Oh...and for those new moms concerned about taking their new babies out in the cold weather...we've got you (and your baby) covered.

14 comments:

Aaron said...

I am going to have nightmares of that lady with the baby bursting out of her chest, a la Alien.

Asian Keng said...

For real. What if your baby doesn't fit into that one exactly appropriated hole? Then what? Your baby suffocates. Great marketing strategy there...

Cabeza said...

1. How about "bemused?" Wordsmith out!

2. You missed a terrific opportunity for this caption to the last photo: "Quaaaaid.... start the reactor...!"

becks said...

Aaron, you are so right! It totally scared me, too! Aliens . . . AAAAAH!

Christina said...

Bahahaha! I love that I was so focused on the snuggies that I overlooked the best part of that last picture. Thank you, my friends, for helping me see the depth of its hilarity.
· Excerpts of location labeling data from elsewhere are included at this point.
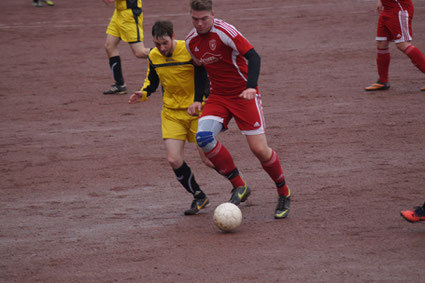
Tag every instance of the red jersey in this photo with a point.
(397, 5)
(221, 52)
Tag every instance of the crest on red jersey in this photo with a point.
(213, 44)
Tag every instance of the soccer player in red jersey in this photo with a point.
(233, 66)
(394, 24)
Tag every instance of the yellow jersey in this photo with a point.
(127, 4)
(176, 75)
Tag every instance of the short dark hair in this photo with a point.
(201, 5)
(162, 28)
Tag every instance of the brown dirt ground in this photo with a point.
(87, 195)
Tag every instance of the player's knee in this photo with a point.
(205, 139)
(174, 162)
(263, 153)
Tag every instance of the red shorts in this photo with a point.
(395, 26)
(248, 114)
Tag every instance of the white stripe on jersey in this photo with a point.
(229, 42)
(403, 17)
(228, 27)
(191, 35)
(401, 8)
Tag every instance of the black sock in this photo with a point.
(185, 177)
(115, 64)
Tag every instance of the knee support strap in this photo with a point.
(204, 138)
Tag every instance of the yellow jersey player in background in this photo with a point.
(126, 24)
(171, 65)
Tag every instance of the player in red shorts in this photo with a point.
(233, 67)
(394, 24)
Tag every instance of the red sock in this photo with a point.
(416, 57)
(223, 162)
(383, 59)
(274, 169)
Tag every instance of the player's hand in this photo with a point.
(138, 96)
(195, 108)
(248, 94)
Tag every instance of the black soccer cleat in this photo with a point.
(116, 89)
(282, 207)
(197, 204)
(240, 194)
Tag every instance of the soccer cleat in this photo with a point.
(282, 207)
(116, 89)
(413, 216)
(36, 3)
(48, 2)
(240, 194)
(197, 204)
(378, 86)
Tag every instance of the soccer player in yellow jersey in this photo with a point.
(126, 24)
(171, 65)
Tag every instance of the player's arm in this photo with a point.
(201, 84)
(150, 85)
(254, 64)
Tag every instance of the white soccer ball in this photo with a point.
(227, 216)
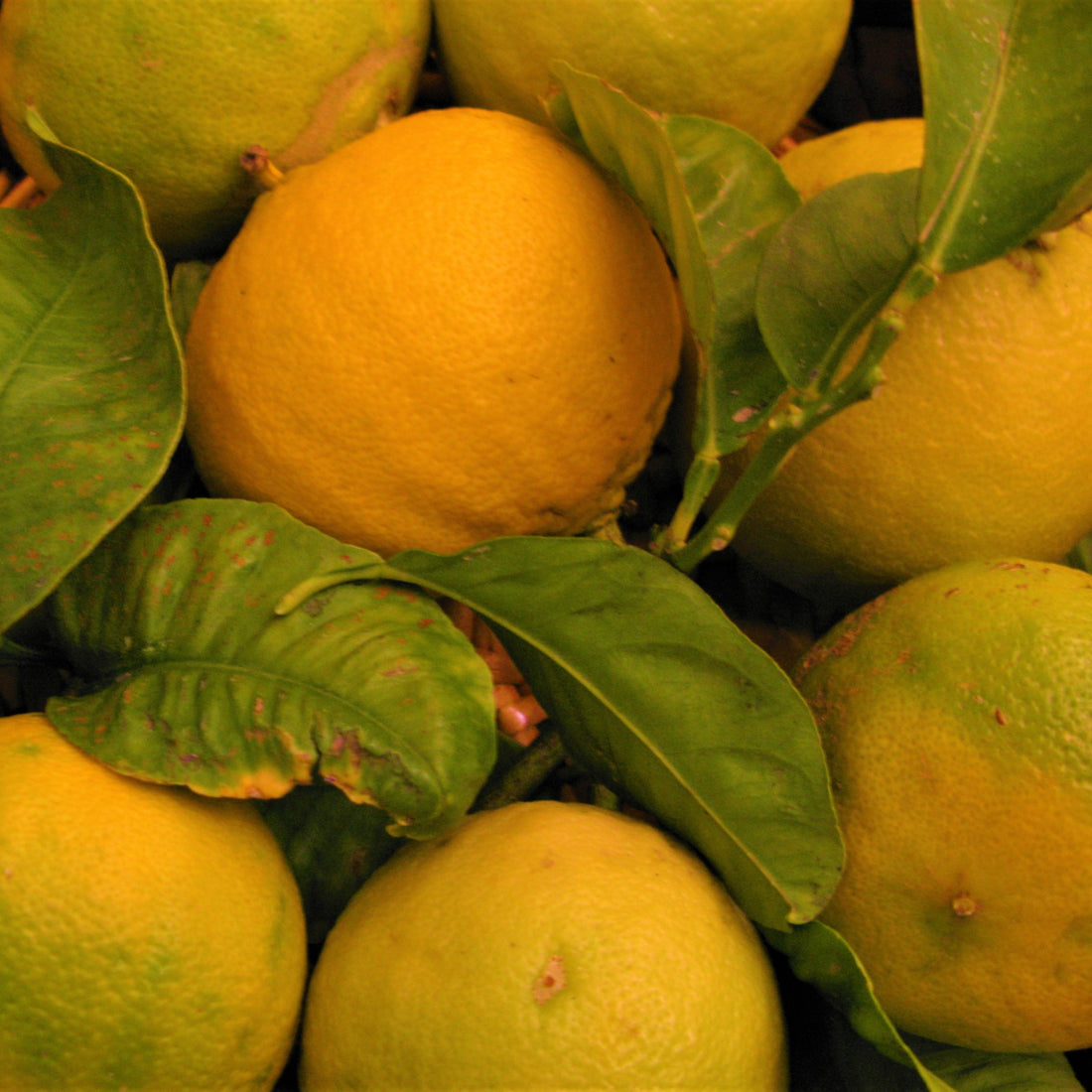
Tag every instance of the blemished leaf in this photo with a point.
(188, 673)
(90, 379)
(661, 697)
(831, 268)
(1007, 87)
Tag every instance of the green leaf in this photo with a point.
(978, 1071)
(820, 956)
(189, 674)
(1007, 88)
(332, 847)
(831, 268)
(714, 195)
(90, 380)
(187, 280)
(658, 695)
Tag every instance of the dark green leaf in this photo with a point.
(819, 956)
(831, 268)
(187, 280)
(90, 382)
(1007, 88)
(714, 196)
(658, 695)
(332, 847)
(190, 675)
(976, 1071)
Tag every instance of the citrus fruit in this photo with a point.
(173, 91)
(954, 716)
(152, 938)
(971, 447)
(887, 144)
(756, 65)
(452, 329)
(543, 946)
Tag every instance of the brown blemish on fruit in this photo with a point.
(550, 981)
(964, 905)
(853, 625)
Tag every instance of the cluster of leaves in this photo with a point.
(224, 645)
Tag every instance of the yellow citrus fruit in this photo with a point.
(954, 716)
(972, 447)
(543, 946)
(452, 329)
(756, 65)
(152, 938)
(174, 91)
(888, 144)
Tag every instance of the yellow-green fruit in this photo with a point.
(754, 64)
(954, 714)
(544, 946)
(152, 938)
(174, 91)
(972, 446)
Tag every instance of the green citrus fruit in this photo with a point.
(544, 946)
(174, 91)
(954, 716)
(754, 64)
(973, 445)
(152, 938)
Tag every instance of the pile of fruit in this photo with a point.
(545, 545)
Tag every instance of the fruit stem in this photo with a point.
(807, 412)
(255, 162)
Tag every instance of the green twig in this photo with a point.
(538, 760)
(809, 411)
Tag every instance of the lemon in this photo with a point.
(152, 938)
(887, 144)
(174, 91)
(754, 64)
(452, 329)
(972, 447)
(544, 946)
(953, 711)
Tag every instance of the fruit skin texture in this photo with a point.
(544, 946)
(756, 65)
(152, 938)
(173, 91)
(953, 711)
(972, 447)
(452, 329)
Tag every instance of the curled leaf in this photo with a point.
(188, 674)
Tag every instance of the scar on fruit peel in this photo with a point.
(964, 905)
(550, 981)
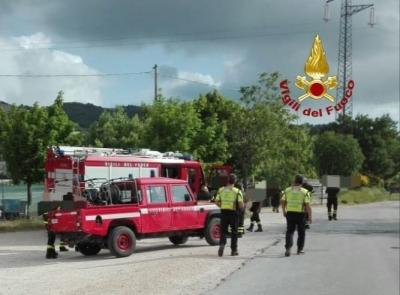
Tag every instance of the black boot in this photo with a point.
(63, 248)
(259, 227)
(251, 227)
(51, 253)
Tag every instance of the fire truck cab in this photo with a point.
(73, 169)
(135, 209)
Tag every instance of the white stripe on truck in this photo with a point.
(113, 216)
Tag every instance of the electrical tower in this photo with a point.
(345, 46)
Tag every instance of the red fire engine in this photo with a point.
(74, 169)
(140, 208)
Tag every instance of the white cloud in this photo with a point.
(25, 55)
(185, 84)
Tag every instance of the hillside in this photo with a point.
(84, 114)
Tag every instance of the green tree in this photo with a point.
(380, 144)
(24, 145)
(263, 140)
(215, 111)
(61, 130)
(115, 129)
(338, 154)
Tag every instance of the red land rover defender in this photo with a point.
(125, 211)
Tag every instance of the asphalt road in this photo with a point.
(358, 254)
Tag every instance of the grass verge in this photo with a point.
(366, 195)
(21, 224)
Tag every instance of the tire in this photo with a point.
(213, 231)
(178, 240)
(88, 249)
(121, 241)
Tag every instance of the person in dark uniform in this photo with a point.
(230, 200)
(310, 189)
(295, 201)
(332, 200)
(275, 198)
(255, 217)
(51, 252)
(241, 212)
(51, 239)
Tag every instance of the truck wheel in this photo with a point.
(213, 231)
(122, 241)
(178, 240)
(88, 249)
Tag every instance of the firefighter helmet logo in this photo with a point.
(316, 67)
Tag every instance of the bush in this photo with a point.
(366, 195)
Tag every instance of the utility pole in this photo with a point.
(345, 46)
(155, 82)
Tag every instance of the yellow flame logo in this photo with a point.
(316, 67)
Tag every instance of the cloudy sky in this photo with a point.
(111, 46)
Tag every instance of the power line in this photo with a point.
(72, 75)
(128, 38)
(152, 42)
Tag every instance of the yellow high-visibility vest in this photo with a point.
(228, 197)
(296, 197)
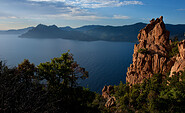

Quaaaaiiiid!! The best!

Warren said...

How'd you forget the seal snuggie and the ultimate battle?

Wendi said...

Is it just me, or does the lady/baby snuggy resemble a blue teletubby?

The Shark said...

QUAID! ACTIVATE THE REACTOR!!!

http://goremasternews.files.wordpress.com/2009/06/kuato-in-total-recall.jpg

The Shark said...

P.S. I'll have you know that I didn't read my brother's comment before posting my own.

Heather S. said...

Oh my gosh! I'm laughing so hard! That last one is a hoot! And yeah, I thought of that "going too far" thing when I heard they had them for dogs, but I'm still laughing at that last picture!!! AWKWARD!!!!

Anonymous said...

This is a little inappropriate... but far too many good one liners to pass up:

http://www.youtube.com/watch?v=4kViZOw6B8M

"Oh weird! Another lonely night for Margaret!"

Christina said...

Warren - I certainly have you to thank for a good portion of these links in the first place. What would I do w/out you and your endless supply of useless knowledge? :)

Wendi - YES. Absolutely, freakishly, yes. Eek.

Shark - Sure you didn't. But hey. Great minds, right? Of course, right.

Heather - Awkward, indeed.

Dani - "Martha loves Schindler's List!" Oy to my vey. (Yeah, beware of language, but still pretty funny!) I loved this other one you sent me too!

http://www.youtube.com/watch?v=yMzv_rnU5l0

Christina said...

Just another update: the band, Weezer, has now gotten in on the fun. Check out their Snuggie obsession here:

http://www.youtube.com/watch?v=zXqHfHN9dJs

and here:

http://www.youtube.com/watch?v=SVVFtXyy2F4&feature=channel

Everybody's doing it! Do you have your Snuggie yet?

Ani B said...

Man, I had no idea I was so out of vogue. Especially now that I can't use yours...maybe I'll get Daniel one for Christmas!